Personnaliser les placements durables selon le profil du client

Yves Hulmann

3 minutes de lecture

Yova compte parmi les sociétés «fintech» en forte expansion en Suisse. Rencontre avec Tillmann Lang, son directeur.

Allier les nouvelles possibilités offertes par les technologies financières et les principes de la finance durable est cœur du concept de la «fintech» zurichoise Yova. La société a été créée en 2017 dans l’entourage de l’Ecole polytechnique fédérale de Zurich (EPFZ) par Tillmann Lang, son directeur, et Erik Gloerfeld, co-fondateur, qui a aussi lancé le projet Lapel & Tie et développé l'initiative GreenBuzz. Yova, qui compte désormais une quinzaine d’employés à Zurich, a figuré parmi les trois finalistes du Digital Economy Award 2019 ainsi que du Swiss Fintech Award 2019. Comment concilier placements durables et investissements largement automatisés? Explications avec Tillmann Lang.

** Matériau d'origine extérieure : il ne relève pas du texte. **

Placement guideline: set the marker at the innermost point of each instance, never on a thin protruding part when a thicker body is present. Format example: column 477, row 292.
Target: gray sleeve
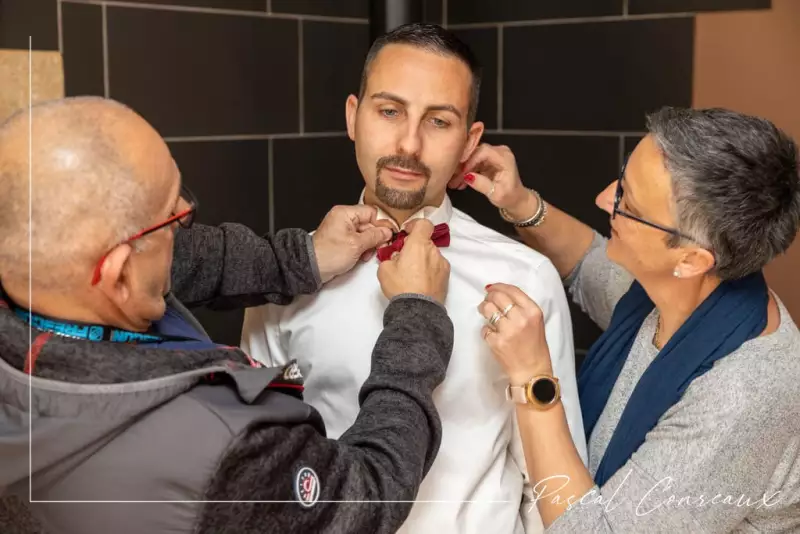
column 708, row 464
column 382, row 457
column 596, row 284
column 229, row 266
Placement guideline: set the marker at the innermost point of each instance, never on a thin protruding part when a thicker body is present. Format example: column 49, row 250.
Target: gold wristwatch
column 541, row 392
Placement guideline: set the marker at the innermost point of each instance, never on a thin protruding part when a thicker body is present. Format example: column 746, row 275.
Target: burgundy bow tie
column 440, row 238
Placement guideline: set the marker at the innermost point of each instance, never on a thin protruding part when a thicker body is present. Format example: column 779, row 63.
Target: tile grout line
column 220, row 11
column 106, row 74
column 60, row 29
column 251, row 137
column 500, row 78
column 565, row 133
column 271, row 185
column 317, row 135
column 575, row 20
column 300, row 76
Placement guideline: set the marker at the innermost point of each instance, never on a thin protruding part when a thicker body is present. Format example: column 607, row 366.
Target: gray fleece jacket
column 118, row 422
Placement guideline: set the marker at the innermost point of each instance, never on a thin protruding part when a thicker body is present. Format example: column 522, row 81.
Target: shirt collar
column 436, row 214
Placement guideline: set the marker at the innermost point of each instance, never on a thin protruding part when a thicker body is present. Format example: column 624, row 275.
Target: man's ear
column 473, row 139
column 114, row 279
column 350, row 111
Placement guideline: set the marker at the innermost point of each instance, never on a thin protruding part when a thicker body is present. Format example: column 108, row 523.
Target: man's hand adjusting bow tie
column 440, row 238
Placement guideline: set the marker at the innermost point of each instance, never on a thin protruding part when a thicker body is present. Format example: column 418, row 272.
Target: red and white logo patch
column 306, row 487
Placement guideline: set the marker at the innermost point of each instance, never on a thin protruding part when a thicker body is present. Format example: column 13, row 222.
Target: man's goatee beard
column 399, row 199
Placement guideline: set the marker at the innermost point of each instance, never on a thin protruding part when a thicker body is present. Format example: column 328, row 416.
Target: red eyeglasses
column 184, row 218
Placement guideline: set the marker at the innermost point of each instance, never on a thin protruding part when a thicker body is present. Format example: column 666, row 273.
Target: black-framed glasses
column 184, row 217
column 618, row 197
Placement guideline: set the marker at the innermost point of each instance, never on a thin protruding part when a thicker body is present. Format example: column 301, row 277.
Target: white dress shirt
column 479, row 475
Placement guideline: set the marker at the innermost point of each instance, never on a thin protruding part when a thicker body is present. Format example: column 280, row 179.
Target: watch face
column 544, row 390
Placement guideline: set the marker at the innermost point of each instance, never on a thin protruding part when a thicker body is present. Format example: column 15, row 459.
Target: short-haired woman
column 691, row 397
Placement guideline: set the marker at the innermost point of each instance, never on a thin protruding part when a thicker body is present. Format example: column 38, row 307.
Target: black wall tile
column 630, row 144
column 466, row 11
column 203, row 74
column 684, row 6
column 432, row 11
column 595, row 76
column 311, row 175
column 82, row 25
column 231, row 182
column 229, row 178
column 568, row 171
column 483, row 43
column 20, row 19
column 245, row 5
column 333, row 56
column 337, row 8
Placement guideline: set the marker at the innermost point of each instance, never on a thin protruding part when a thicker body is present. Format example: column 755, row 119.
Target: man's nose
column 410, row 142
column 605, row 200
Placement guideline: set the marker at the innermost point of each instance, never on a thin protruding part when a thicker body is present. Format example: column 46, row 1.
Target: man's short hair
column 433, row 38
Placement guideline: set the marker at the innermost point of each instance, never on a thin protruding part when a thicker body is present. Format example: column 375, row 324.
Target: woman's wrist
column 524, row 207
column 523, row 375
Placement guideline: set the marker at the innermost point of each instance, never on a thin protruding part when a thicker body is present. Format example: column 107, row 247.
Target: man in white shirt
column 413, row 127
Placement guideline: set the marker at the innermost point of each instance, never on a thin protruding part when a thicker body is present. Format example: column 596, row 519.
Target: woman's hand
column 492, row 171
column 517, row 338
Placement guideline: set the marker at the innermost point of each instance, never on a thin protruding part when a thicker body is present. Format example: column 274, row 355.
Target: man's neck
column 400, row 216
column 64, row 307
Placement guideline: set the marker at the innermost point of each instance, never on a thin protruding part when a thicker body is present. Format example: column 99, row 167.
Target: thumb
column 479, row 183
column 372, row 237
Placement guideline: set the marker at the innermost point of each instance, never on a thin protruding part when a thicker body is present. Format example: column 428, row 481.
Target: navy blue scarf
column 734, row 313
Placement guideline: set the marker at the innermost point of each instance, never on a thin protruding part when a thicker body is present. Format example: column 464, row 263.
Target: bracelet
column 535, row 220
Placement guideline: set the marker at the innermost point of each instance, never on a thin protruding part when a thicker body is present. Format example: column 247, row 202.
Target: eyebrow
column 439, row 107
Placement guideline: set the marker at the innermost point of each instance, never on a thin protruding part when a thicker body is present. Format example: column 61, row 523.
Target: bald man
column 130, row 399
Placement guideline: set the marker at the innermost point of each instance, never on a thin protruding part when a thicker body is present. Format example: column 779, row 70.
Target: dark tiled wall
column 250, row 93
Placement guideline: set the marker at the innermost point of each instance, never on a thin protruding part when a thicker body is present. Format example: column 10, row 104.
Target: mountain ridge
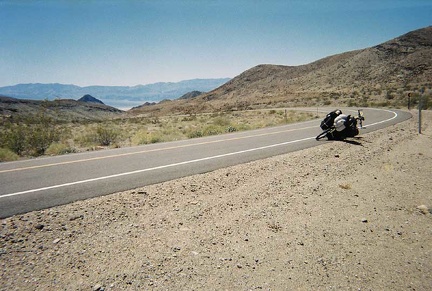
column 381, row 75
column 116, row 96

Comment le concept de Yova est-il né?

L’idée initiale a été de permettre aux investisseurs de pouvoir investir directement dans un portefeuille composé d’un certain nombre de sociétés sélectionnées en tenant compte des critères liés à l’investissement durable – et personnalisé en fonction des préférences des investisseurs. Au bout de quelques semaines, nous avons ainsi pu proposer une première solution à quelques personnes qui ont servi de test. Après les premiers tests effectués en 2017, nous avons ensuite, pas à pas, automatisé davantage l’ensemble des processus, puis lancé une plateforme en ligne.  

Chaque investisseur détient donc un portefeuille différent?

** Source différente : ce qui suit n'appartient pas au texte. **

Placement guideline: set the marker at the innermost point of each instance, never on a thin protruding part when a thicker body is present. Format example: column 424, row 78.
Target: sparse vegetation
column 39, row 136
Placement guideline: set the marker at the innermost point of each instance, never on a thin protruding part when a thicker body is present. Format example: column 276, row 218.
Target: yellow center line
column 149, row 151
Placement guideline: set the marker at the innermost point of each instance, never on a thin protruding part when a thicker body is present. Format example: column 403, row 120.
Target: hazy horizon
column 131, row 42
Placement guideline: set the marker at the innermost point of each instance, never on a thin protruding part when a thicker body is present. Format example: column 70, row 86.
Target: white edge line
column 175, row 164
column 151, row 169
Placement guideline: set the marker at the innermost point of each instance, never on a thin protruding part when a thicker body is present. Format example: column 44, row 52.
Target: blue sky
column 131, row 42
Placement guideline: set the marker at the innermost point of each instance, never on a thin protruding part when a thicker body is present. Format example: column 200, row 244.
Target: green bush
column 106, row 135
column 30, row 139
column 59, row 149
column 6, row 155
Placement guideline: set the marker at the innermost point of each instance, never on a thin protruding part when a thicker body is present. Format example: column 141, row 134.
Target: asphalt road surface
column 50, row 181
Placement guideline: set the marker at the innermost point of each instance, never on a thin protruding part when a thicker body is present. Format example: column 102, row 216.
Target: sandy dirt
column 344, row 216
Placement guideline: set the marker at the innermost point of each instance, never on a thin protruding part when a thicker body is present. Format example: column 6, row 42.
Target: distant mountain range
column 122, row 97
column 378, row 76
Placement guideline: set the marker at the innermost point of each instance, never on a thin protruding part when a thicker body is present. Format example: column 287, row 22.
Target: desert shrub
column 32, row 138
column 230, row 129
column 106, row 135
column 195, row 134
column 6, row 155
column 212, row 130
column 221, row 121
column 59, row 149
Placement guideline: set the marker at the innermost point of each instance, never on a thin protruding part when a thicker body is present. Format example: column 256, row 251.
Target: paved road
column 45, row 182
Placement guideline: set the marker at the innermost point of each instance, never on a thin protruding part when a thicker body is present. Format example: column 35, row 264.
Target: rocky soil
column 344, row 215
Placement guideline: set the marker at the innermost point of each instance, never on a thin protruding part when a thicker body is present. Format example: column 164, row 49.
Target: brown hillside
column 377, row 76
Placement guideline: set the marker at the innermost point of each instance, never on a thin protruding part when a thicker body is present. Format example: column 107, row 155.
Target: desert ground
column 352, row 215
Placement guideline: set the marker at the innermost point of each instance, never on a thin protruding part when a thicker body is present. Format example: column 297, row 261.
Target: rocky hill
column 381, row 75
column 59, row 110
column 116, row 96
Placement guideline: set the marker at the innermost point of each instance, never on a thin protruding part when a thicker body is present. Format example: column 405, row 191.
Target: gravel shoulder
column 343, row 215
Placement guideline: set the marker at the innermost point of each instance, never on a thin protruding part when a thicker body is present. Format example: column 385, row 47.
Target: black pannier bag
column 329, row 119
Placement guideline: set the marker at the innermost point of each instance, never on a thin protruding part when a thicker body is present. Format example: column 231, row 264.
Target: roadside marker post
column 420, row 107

Oui, c’est un point important à mentionner. Nous ne proposons pas une série de portefeuilles modèles prédéterminés. Chaque portefeuille est déterminé en tenant compte de l’horizon de placement de l’investisseur, de son profil de risque et bien sûr aussi des aspects qu’il juge particulièrement important en matière d’investissement durable.

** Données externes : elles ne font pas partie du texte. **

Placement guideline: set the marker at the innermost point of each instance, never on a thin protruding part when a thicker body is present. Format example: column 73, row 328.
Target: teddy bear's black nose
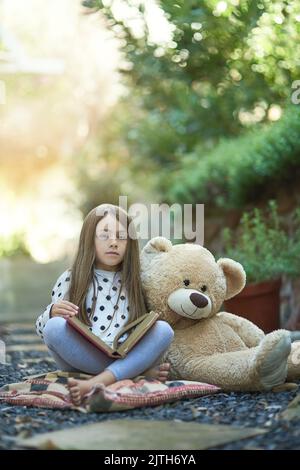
column 199, row 300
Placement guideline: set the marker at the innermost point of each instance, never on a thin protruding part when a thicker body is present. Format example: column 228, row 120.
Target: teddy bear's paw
column 271, row 359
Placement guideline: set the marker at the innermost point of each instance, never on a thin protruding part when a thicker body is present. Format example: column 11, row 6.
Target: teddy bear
column 188, row 286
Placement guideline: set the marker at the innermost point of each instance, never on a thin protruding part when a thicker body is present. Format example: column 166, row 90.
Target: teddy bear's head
column 185, row 280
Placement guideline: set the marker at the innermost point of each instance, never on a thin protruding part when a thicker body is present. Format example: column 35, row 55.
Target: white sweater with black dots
column 105, row 323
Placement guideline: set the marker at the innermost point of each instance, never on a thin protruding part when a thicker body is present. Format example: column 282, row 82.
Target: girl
column 104, row 289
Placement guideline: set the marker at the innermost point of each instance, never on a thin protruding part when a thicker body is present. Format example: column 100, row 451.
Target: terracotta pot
column 259, row 303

Notre algorithme assure à tout moment que le profil de risque
du client soit respecté au sein du portefeuille.
Un client qui accorde davantage d’importance aux aspects sociaux plutôt qu’environnementaux n’aura donc pas le même portefeuille qu’un utilisateur qui veut surtout lutter contre le changement climatique?

Oui, la plateforme analyse les sociétés en tenant compte d’une trentaine de critères qui se répartissent entre aspects environnementaux – le changement climatique, la biodiversité, l’alimentation végétarienne, etc. – mais ausis sociaux – par exemple, l’accès à la formation, la répartition hommes-femmes dans l’entreprise, etc. – ainsi que de gouvernance.

Combien de positions comprend typiquement un portefeuille?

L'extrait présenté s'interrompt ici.